How soon after arthroscopic surgery will I be up and moving around?
This depends on the arthroscopy surgery. Typically, you will be able to return to work and some normal activities within a few days. It’s important to follow the recommendations of your surgery and physical therapy teams throughout your recovery process.
Will I receive pain medication right after arthroscopic surgery?
In most cases, patients receive pain medication immediately following surgery.
How soon after arthroscopic surgery can I eat or drink?
You may not be able to eat or drink right away and you may be asked to follow a clear fluid diet for one to three days. After that, you may return to solid foods—but easy-to-digest items, including soups, pudding, and yogurt, are recommended.
Will I need to fill any prescriptions or take medication after arthroscopic surgery?
You may be prescribed pain medication, anticoagulants, and/or other symptom-reducing medications.
Recovery and Follow-Up
What will I need to do to prepare for my recovery from arthroscopic surgery?
Make sure you’ll have help with everyday tasks, such as cooking, showering, and doing laundry. If you live alone, our associates can help you find a temporary caretaker.
How should I prepare to recover from arthroscopic surgery at home?
Create a living space on your first floor—climbing stairs can be difficult right after surgery.Remove loose rugs and cords. Install safety bars or a secure handrail in your shower or bath and secure stairway handrails.Get a stable, comfortable chair with a firm seat cushion and back, and a footstool to elevate your leg if you’re recovering from an ankle or knee arthroscopy.Arrange for a toilet seat riser with arms if you have a low toilet.Get a bench or chair for your shower.Shop for the groceries you’ll need when you return home from the hospital.If you live alone, ask a friend or family member to check in with you.
If I need physical therapy or rehabilitation after arthroscopy, how is that arranged?
Our associates will help you arrange the postoperative care you’ll need.
Will I need any follow-up appointments or procedures after arthroscopic surgery?
You’ll have an appointment with your surgeon about two weeks after your surgery. Your outpatient physical therapy sessions will begin almost immediately following your surgery and last for six to 12 weeks, maybe more. You’ll also schedule another appointment to check in with your surgeon about a year after your procedure.
Will there be any scarring or stitches to remove after arthroscopic surgery?
Your stitches or staples will likely be removed during your first postoperative appointment with your surgeon, about two weeks after surgery. There will be a scar where the incision was made.
What do I need to have to care for any wounds or incisions?
You’ll need fresh dressings but you won’t need antibiotic ointment, as putting it on the area is unnecessary.
How do I care for my incision at home?
Change your dressing daily, starting two days after you leave the hospital.

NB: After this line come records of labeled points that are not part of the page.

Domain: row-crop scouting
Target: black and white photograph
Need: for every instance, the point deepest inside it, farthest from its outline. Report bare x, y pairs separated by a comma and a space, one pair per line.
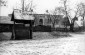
42, 27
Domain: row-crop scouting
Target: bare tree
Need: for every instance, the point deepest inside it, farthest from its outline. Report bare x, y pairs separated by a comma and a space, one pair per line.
67, 11
80, 11
3, 3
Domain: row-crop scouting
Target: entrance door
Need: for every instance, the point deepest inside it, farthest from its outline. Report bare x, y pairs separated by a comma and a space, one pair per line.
41, 21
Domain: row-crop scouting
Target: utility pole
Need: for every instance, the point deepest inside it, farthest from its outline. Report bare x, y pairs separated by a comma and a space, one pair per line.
22, 5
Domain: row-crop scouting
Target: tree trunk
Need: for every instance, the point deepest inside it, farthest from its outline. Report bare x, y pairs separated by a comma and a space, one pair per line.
72, 27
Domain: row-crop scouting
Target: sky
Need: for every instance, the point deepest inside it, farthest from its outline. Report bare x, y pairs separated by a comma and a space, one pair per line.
40, 5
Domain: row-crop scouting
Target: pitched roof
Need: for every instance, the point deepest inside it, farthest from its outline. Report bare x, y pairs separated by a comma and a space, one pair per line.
5, 20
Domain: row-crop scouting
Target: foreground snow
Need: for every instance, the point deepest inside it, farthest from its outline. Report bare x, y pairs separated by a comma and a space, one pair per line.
62, 46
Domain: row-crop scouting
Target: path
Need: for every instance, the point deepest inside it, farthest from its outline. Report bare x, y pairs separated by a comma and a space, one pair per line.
62, 46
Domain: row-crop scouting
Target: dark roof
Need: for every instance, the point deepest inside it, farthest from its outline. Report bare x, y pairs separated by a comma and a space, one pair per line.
5, 20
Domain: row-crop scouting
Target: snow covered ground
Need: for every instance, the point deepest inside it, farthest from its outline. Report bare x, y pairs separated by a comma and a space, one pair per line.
74, 45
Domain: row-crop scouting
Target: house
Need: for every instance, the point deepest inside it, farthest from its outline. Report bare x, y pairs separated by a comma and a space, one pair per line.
46, 19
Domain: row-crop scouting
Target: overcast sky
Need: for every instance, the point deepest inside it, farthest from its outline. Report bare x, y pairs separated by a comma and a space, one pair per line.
40, 5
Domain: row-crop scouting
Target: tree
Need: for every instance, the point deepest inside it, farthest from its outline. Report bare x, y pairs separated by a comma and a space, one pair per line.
80, 11
67, 11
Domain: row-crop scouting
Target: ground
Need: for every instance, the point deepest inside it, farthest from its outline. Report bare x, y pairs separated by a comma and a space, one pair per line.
45, 43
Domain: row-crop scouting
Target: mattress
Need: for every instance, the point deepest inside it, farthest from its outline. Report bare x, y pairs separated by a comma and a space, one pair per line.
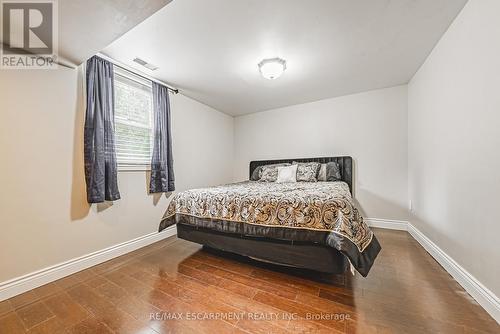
314, 212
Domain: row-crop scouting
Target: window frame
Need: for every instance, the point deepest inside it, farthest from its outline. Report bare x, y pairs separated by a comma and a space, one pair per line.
130, 75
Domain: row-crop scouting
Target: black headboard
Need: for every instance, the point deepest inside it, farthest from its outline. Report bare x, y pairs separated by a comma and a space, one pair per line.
345, 163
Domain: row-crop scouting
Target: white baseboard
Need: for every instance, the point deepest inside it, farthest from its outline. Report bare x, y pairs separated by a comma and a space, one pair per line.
487, 299
387, 223
38, 278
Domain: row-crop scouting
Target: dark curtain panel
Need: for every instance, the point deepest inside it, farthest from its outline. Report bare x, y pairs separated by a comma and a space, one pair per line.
162, 169
99, 135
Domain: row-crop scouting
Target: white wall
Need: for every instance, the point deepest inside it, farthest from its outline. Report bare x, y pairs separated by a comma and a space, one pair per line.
371, 127
454, 142
43, 211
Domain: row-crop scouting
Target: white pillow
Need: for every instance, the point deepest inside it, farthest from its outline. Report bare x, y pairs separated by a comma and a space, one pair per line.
287, 174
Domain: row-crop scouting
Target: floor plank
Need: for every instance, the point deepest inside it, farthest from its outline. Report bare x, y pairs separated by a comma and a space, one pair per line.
212, 292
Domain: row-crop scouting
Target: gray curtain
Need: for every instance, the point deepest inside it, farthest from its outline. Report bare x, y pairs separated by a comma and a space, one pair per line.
99, 135
162, 169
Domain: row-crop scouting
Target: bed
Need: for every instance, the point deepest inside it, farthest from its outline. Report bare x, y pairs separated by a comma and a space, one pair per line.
309, 225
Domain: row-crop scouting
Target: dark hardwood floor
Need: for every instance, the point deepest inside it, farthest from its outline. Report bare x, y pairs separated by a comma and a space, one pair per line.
173, 287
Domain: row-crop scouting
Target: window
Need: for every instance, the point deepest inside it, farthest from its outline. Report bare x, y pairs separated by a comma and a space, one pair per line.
133, 120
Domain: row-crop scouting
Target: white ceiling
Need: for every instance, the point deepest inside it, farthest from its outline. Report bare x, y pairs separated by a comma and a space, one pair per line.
87, 26
210, 49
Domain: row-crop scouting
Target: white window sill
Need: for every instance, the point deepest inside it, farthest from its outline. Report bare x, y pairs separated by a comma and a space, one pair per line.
134, 168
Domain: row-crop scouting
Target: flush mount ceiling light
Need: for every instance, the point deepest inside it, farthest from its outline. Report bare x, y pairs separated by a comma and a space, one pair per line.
272, 68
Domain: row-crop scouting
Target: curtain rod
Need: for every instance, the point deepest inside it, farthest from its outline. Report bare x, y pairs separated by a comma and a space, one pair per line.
136, 72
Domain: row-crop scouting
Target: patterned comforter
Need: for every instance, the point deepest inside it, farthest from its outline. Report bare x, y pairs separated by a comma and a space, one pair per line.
324, 209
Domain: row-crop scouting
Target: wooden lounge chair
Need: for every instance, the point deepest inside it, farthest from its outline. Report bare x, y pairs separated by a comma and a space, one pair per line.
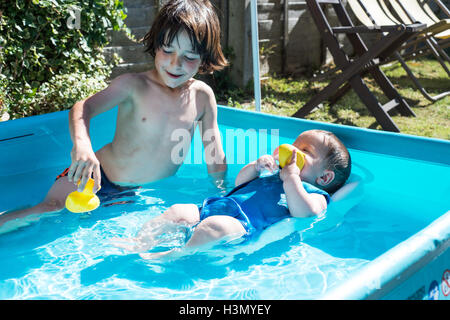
375, 12
365, 62
437, 31
412, 11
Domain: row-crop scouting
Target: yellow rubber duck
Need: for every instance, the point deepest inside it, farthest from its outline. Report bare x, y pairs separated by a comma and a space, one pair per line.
285, 155
84, 201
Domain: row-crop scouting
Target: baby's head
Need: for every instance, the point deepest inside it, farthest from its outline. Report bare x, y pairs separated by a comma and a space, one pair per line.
327, 160
194, 20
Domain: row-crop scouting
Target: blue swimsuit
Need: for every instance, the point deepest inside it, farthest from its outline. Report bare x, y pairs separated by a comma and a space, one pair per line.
257, 204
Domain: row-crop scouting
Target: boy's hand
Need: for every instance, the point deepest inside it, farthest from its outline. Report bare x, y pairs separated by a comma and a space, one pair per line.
266, 162
84, 164
290, 169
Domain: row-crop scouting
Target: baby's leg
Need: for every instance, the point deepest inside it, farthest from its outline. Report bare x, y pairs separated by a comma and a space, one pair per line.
208, 232
53, 202
169, 221
215, 228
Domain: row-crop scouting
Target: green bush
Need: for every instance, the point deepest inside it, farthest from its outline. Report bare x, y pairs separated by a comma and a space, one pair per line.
47, 62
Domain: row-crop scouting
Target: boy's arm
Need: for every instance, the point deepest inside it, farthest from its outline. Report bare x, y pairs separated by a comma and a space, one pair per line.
209, 131
301, 204
84, 161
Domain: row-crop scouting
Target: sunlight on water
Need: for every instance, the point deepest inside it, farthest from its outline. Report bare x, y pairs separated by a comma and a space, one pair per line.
70, 256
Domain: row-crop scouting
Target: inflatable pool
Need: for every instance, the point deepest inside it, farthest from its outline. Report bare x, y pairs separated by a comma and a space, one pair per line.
385, 237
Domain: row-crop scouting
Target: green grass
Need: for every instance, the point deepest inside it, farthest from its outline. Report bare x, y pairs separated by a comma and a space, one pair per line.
285, 95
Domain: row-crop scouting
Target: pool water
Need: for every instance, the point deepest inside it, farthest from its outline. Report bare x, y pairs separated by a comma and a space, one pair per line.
70, 256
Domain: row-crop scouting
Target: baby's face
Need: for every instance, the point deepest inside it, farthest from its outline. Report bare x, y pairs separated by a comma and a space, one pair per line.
315, 150
177, 62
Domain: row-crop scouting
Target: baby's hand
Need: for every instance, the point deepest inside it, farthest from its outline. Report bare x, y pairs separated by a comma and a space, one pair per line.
266, 162
290, 169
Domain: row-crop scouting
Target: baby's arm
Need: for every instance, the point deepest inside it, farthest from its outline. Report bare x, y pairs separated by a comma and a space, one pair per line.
300, 203
84, 161
253, 169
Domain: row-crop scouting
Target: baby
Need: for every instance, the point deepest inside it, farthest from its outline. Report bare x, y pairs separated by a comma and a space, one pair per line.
257, 202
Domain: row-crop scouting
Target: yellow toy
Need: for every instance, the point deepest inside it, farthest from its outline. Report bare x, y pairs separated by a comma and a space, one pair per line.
83, 201
285, 155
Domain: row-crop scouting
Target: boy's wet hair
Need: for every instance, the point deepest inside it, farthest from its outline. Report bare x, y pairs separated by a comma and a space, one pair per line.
199, 20
337, 159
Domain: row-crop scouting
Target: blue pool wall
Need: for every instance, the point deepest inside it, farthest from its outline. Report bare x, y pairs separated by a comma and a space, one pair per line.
400, 273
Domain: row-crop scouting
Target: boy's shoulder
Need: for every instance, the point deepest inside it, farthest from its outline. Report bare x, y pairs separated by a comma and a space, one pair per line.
203, 91
202, 87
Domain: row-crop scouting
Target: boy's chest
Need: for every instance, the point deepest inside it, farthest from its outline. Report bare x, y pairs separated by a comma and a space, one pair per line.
167, 114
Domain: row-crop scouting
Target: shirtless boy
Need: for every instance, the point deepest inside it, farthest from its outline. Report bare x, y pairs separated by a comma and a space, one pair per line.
184, 40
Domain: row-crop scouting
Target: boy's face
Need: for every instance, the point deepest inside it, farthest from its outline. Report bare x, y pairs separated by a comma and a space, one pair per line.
315, 150
177, 62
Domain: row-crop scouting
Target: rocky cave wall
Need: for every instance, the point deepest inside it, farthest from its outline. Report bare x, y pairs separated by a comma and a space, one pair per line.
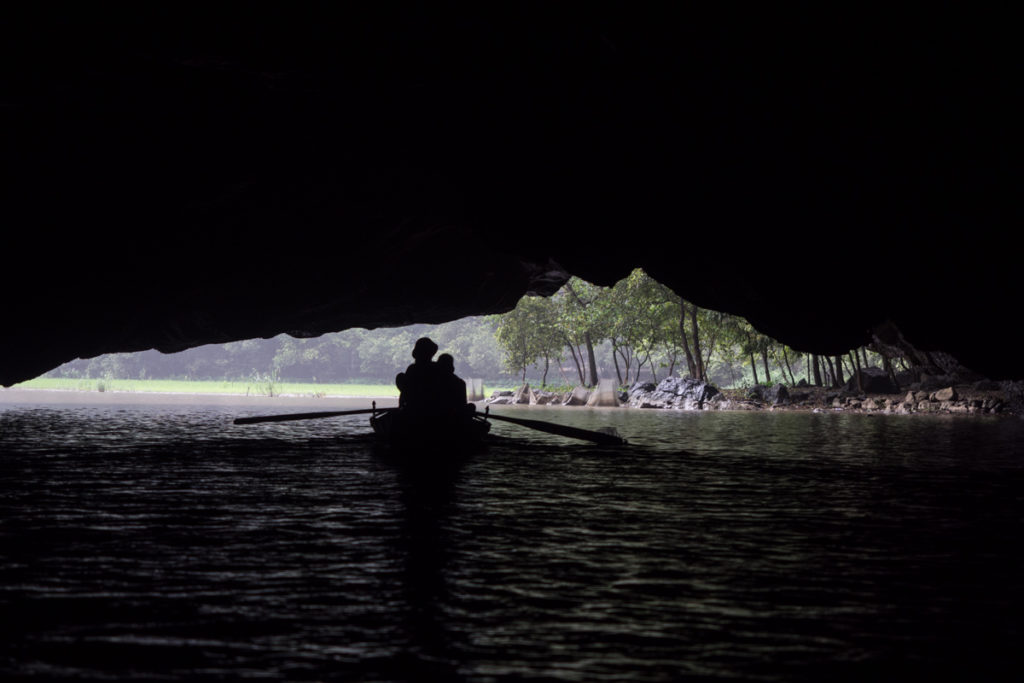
181, 176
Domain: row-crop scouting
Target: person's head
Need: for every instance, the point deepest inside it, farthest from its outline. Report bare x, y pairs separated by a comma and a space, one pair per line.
424, 349
445, 363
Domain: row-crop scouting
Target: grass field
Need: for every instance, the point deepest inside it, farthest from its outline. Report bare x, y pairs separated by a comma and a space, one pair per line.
201, 387
186, 386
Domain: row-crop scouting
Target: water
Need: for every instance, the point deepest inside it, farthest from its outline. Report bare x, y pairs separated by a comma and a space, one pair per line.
165, 543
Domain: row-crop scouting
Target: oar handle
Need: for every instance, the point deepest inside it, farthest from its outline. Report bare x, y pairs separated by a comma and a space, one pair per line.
306, 416
562, 430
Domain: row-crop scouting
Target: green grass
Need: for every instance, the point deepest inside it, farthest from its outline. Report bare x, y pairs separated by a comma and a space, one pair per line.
186, 386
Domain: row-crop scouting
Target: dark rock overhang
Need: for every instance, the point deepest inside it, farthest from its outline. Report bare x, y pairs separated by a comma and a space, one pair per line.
188, 176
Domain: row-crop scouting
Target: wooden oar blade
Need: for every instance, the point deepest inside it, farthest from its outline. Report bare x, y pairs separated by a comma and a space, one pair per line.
306, 416
563, 430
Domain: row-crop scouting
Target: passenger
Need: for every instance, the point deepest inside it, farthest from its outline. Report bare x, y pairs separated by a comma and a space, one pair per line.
455, 397
420, 384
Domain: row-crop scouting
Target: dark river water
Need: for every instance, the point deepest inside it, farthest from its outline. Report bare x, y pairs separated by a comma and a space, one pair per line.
163, 543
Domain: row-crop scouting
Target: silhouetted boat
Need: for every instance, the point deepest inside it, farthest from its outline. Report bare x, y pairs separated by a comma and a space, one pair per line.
397, 427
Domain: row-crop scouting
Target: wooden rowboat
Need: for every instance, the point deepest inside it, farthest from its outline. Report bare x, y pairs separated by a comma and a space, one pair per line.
397, 427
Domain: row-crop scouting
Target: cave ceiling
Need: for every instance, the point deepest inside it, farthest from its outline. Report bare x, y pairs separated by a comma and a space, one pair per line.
186, 174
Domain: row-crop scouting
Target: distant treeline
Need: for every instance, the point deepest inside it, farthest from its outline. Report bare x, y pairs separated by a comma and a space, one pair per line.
638, 330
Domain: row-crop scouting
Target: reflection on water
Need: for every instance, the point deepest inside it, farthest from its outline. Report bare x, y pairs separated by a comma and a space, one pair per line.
156, 542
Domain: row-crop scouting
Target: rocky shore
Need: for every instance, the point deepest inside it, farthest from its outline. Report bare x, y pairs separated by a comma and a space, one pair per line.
924, 394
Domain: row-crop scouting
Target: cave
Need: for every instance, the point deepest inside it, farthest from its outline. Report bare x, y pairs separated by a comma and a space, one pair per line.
203, 174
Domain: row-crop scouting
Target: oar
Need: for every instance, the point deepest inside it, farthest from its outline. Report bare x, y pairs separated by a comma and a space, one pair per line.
306, 416
561, 430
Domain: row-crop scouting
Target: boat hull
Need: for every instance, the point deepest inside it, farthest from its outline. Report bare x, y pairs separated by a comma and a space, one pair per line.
458, 433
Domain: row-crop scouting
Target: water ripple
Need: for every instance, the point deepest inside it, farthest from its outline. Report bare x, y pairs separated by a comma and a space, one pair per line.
161, 544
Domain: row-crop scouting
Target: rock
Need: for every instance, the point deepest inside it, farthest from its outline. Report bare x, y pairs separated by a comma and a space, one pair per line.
872, 380
777, 395
674, 392
604, 395
579, 396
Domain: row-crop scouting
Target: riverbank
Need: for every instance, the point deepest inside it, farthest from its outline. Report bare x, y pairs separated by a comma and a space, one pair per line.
928, 397
31, 396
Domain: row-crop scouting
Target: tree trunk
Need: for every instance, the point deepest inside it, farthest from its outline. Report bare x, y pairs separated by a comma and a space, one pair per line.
591, 359
614, 360
576, 360
690, 365
888, 365
698, 361
764, 359
856, 371
829, 371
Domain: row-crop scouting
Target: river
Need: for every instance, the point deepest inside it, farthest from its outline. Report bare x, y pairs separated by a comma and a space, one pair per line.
162, 542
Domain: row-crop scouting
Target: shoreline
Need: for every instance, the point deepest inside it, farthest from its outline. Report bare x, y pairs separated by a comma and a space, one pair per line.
16, 396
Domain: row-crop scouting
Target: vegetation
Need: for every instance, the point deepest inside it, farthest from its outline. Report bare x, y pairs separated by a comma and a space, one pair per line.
637, 330
643, 331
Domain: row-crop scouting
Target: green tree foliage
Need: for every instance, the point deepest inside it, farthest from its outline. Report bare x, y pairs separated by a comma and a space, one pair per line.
637, 330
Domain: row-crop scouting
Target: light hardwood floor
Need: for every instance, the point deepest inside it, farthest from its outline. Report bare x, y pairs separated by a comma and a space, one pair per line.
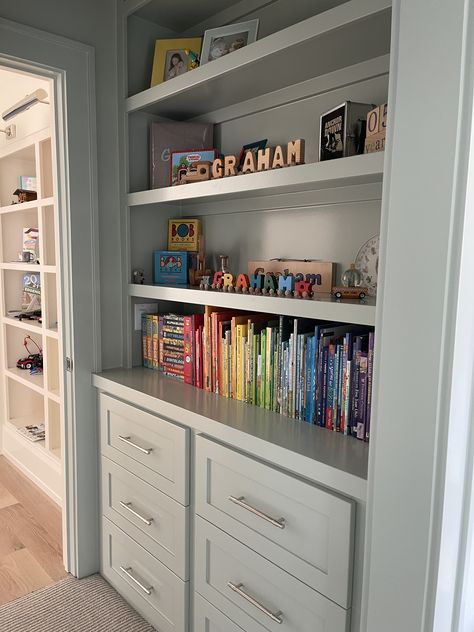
30, 536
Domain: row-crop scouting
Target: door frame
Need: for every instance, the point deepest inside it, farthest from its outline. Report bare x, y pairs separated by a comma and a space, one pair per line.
70, 65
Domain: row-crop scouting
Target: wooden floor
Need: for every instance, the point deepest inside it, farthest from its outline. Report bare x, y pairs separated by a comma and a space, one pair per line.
30, 536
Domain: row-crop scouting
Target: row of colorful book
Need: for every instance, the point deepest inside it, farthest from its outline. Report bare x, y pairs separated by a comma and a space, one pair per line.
316, 372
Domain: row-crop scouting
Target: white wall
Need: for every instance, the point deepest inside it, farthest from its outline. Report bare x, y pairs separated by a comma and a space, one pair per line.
93, 22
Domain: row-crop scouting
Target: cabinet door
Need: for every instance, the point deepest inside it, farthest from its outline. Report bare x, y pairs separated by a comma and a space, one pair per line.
147, 515
209, 619
150, 447
256, 594
151, 588
302, 528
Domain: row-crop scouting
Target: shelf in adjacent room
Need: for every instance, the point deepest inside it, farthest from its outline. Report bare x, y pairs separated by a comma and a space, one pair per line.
337, 461
27, 325
343, 172
35, 382
299, 52
25, 206
322, 307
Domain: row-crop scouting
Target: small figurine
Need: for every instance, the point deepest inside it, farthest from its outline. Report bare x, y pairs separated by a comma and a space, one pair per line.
34, 361
351, 285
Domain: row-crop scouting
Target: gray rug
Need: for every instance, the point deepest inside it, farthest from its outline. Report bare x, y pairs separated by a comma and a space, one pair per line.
72, 605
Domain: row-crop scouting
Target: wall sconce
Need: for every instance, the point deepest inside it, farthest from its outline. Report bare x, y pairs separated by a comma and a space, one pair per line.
38, 96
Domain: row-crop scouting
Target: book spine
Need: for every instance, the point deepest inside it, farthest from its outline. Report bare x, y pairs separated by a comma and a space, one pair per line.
263, 378
335, 400
189, 350
362, 397
355, 395
154, 342
370, 372
324, 383
347, 398
144, 345
268, 368
330, 387
214, 333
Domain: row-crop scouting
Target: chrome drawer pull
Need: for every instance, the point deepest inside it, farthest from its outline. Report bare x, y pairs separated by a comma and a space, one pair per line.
276, 522
127, 572
128, 507
277, 616
134, 445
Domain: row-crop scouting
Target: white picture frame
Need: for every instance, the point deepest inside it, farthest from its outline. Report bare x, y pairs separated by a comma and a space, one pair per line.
222, 40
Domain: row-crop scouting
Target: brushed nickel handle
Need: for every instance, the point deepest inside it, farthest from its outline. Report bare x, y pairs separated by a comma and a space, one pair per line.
128, 507
134, 445
238, 588
128, 573
276, 522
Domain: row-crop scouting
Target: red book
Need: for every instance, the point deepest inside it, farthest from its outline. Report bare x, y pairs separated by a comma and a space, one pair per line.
198, 357
191, 323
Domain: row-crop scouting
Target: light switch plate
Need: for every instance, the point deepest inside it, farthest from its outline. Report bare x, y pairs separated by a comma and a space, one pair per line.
143, 308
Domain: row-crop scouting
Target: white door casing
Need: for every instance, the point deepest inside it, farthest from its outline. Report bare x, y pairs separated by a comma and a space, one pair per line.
71, 67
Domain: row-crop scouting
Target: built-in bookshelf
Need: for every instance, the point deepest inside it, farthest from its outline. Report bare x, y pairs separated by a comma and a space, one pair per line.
31, 398
275, 88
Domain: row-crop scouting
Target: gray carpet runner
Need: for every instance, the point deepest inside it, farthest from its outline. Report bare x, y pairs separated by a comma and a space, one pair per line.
72, 605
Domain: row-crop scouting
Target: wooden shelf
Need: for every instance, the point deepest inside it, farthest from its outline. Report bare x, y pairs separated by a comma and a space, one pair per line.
335, 460
27, 325
300, 52
344, 172
319, 308
27, 267
25, 206
35, 382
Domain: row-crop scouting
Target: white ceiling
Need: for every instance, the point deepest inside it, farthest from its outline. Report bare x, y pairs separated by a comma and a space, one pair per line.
164, 13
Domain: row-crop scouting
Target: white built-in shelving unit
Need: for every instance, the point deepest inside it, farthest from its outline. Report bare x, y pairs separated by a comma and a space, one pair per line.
311, 56
31, 399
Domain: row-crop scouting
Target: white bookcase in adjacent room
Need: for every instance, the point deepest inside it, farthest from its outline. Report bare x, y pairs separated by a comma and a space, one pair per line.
31, 398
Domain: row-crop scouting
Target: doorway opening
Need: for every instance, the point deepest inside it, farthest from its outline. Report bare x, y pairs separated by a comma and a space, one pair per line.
31, 373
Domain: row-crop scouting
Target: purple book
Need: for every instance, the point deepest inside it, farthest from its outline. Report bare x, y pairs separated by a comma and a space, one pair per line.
362, 408
370, 373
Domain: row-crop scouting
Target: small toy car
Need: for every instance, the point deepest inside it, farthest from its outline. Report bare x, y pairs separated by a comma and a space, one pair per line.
33, 361
34, 315
340, 291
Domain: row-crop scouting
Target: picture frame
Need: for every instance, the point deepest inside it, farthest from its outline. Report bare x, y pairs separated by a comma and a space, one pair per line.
222, 40
170, 267
170, 50
182, 160
253, 147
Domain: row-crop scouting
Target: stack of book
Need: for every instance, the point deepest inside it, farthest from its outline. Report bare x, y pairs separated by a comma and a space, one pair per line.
316, 372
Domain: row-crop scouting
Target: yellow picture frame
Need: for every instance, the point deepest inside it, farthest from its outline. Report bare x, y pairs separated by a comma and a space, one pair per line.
170, 59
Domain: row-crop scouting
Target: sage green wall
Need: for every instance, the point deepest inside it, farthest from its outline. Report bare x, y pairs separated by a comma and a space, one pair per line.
93, 22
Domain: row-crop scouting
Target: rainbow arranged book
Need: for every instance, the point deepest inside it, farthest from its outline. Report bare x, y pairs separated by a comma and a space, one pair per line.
315, 372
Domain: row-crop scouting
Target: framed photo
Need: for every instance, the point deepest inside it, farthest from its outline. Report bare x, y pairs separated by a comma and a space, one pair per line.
174, 57
253, 147
227, 39
170, 267
181, 161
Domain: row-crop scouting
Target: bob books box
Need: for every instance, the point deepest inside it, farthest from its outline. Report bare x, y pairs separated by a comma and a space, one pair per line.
324, 270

Don’t scrub the incision area. If you have steri-strips over your incision, they will fall off on their own within about two weeks.You may remove your dressing and shower two days after your surgery if there is no drainage from your incision. Carefully pat the incision dry after your shower and reapply the dressing.For about two weeks, don’t submerge your incision in water by taking a bath or getting in a pool or hot tub. When the incisions are completely healed, feel free to resume those activities.
What should I do if I have an emergency or accident after arthroscopic surgery?
If you fall after surgery, or have another kind of emergency, call your surgeon’s office. If you’re in need of immediate emergency services, go to the nearest emergency room.
When will I be able to get back to work after arthroscopic surgery?
Depending on the joint you have fused, you may be able to return to work within a few days. Follow your team’s advice on activity after surgery closely.